実況配信は公式が自由にやっていいと明言している
発売したら実況を上げたい、配信で遊びたい、という人がまず気にするのが権利まわりだと思う。ここは調べるまでもなく答えが出ていて、上海アリス幻樂団の動画配信サービスへの投稿に関するガイドライン(更新日:2021年7月8日)の書き出しがこうなっている。
「上海アリス幻樂団は、東方Projectに関する動画配信をファン活動(二次創作)の一環として捉え、個人の方が自由に配信を行うことを許可します。」
配信例として最初に挙がっているのが「配信者による東方Project原作ゲームの実況」で、原曲のアレンジややってみた系も創作性があるものとして並んでいる。収益化についても「営利目的での動画配信は禁止致しますが、上記の動画共有サイトでの公式なシステムを用いた収益化については、営利目的とみなさず、収益化を許可致します。」と書かれていて、YouTubeやニコニコ動画、Twitchの公式の仕組みを使うぶんには問題ないと明示されている。
東方の二次創作がこれだけ長く続いてきたのは、原作側が早い段階からこの姿勢を出していたからでもある。ゆっくりしていってね!!!のAAやBad Apple!!の影絵PVのように、原作を離れて独り歩きしたミームが出てきたのもその延長線上にある。
禁止事項に並ぶのは原作ゲームのエンディングの公開
とはいえ全部が自由というわけではない。東方Projectの二次創作ガイドライン(更新日:2024年5月31日)の冒頭には「個人でのファン活動としての二次創作は、常識の範囲内で基本的に自由です。」とあり、そのうえで「禁止事項」として8つが並んでいる。そのひとつがこれだ。
「原作ゲームのエンディングを公開する行為」
自由が原則で、そこから抜いてあるのがエンディングという構図になる。ほかには公式と誤解をまねく内容や、スクリーンショットとプレイ動画以外のゲーム素材を使う行為なども禁止事項に入っている。
だから実況配信そのものは止められていない。止まっているのはラストを見せることだけだ。ノーコンティニュークリアを撮れたときが一番あぶないので、スタッフロールに入る手前で配信を切るか、アーカイブから落とす作業がいる。無限残機の新システムでクリアまで行ける人が増えるぶん、今回はこの一行が効いてくる場面も増えるはずだ。
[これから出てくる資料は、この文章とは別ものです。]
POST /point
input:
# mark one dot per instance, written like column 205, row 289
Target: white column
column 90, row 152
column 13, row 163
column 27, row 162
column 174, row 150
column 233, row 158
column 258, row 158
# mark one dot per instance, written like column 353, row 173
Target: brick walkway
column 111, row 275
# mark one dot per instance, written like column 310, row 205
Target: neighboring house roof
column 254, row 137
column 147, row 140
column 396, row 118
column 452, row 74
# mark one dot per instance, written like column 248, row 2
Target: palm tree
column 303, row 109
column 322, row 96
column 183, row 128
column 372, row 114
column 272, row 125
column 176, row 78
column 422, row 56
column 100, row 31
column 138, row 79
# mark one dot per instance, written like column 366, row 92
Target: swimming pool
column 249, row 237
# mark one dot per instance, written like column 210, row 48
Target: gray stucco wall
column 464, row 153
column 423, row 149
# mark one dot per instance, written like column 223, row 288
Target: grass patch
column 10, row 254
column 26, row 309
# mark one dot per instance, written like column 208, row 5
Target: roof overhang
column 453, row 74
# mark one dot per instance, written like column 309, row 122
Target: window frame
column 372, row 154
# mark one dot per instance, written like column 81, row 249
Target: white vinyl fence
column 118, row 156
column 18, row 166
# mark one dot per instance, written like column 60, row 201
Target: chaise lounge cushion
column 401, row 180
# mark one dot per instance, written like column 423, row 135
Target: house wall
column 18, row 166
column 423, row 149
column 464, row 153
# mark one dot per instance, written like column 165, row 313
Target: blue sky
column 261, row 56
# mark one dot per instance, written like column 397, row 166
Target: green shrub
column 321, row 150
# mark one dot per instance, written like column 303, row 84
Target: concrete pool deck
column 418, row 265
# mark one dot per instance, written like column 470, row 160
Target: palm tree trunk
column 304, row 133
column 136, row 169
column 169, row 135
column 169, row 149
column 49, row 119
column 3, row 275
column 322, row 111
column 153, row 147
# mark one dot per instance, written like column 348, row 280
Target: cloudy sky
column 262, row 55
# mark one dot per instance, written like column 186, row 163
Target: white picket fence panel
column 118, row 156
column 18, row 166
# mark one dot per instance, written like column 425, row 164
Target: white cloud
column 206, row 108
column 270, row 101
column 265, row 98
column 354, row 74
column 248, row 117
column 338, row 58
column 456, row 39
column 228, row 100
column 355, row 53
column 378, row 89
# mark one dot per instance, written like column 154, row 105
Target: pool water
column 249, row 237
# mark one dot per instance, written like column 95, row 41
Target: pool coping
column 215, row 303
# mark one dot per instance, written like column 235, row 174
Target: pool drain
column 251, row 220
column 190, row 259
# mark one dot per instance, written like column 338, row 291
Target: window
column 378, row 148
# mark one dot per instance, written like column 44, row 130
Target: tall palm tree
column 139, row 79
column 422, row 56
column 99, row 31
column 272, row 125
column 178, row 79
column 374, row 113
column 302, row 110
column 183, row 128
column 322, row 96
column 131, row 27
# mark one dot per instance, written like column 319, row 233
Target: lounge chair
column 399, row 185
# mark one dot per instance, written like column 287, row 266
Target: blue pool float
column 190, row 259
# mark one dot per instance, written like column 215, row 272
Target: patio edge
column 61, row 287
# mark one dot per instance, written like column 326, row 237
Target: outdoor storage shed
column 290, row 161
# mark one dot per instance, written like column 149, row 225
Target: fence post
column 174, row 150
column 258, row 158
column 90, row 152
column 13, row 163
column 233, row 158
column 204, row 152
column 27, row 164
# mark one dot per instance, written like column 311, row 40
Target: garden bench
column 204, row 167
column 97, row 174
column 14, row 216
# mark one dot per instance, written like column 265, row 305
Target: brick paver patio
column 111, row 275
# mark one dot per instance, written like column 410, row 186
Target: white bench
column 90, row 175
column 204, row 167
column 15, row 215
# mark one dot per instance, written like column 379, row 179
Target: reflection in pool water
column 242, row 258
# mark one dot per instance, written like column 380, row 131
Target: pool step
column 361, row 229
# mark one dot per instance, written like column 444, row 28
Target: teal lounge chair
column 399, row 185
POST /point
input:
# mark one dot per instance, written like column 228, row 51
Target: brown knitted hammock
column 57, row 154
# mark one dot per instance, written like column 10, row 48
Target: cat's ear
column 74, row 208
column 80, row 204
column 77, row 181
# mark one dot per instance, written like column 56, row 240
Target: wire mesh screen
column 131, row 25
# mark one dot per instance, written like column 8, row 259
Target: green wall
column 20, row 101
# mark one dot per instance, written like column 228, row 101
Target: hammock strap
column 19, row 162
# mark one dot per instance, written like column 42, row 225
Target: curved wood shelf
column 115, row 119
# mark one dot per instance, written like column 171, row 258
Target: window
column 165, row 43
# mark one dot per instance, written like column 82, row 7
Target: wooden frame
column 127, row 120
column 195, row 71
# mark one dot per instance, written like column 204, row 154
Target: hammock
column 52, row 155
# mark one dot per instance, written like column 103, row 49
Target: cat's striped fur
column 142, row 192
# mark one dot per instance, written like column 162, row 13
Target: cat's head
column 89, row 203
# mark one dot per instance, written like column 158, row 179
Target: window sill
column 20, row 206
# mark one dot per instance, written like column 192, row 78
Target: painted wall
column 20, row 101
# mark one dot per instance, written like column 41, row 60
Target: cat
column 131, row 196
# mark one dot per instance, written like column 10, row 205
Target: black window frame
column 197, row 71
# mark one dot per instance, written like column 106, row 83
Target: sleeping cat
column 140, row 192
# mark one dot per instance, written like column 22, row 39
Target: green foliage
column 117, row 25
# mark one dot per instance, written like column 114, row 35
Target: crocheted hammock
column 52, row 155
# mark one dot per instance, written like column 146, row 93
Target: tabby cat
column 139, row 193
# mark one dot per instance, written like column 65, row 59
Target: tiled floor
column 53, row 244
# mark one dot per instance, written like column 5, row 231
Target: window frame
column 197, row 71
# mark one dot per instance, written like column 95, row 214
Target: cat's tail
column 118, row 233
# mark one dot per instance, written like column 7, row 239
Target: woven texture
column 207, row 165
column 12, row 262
発売は9月10日の木曜日。X上には「東方紅魔郷:New Classicが発売までもうあと5日なのか 初めてじっくり遊ぶ東方は紅魔郷になりそうです」と、これが初めての東方になりそうだという声も出ていた。24年前の弾幕を初見で浴びる体験ができるのは今のうちなので、配信を回すなら最後の数分だけ気をつけてほしい。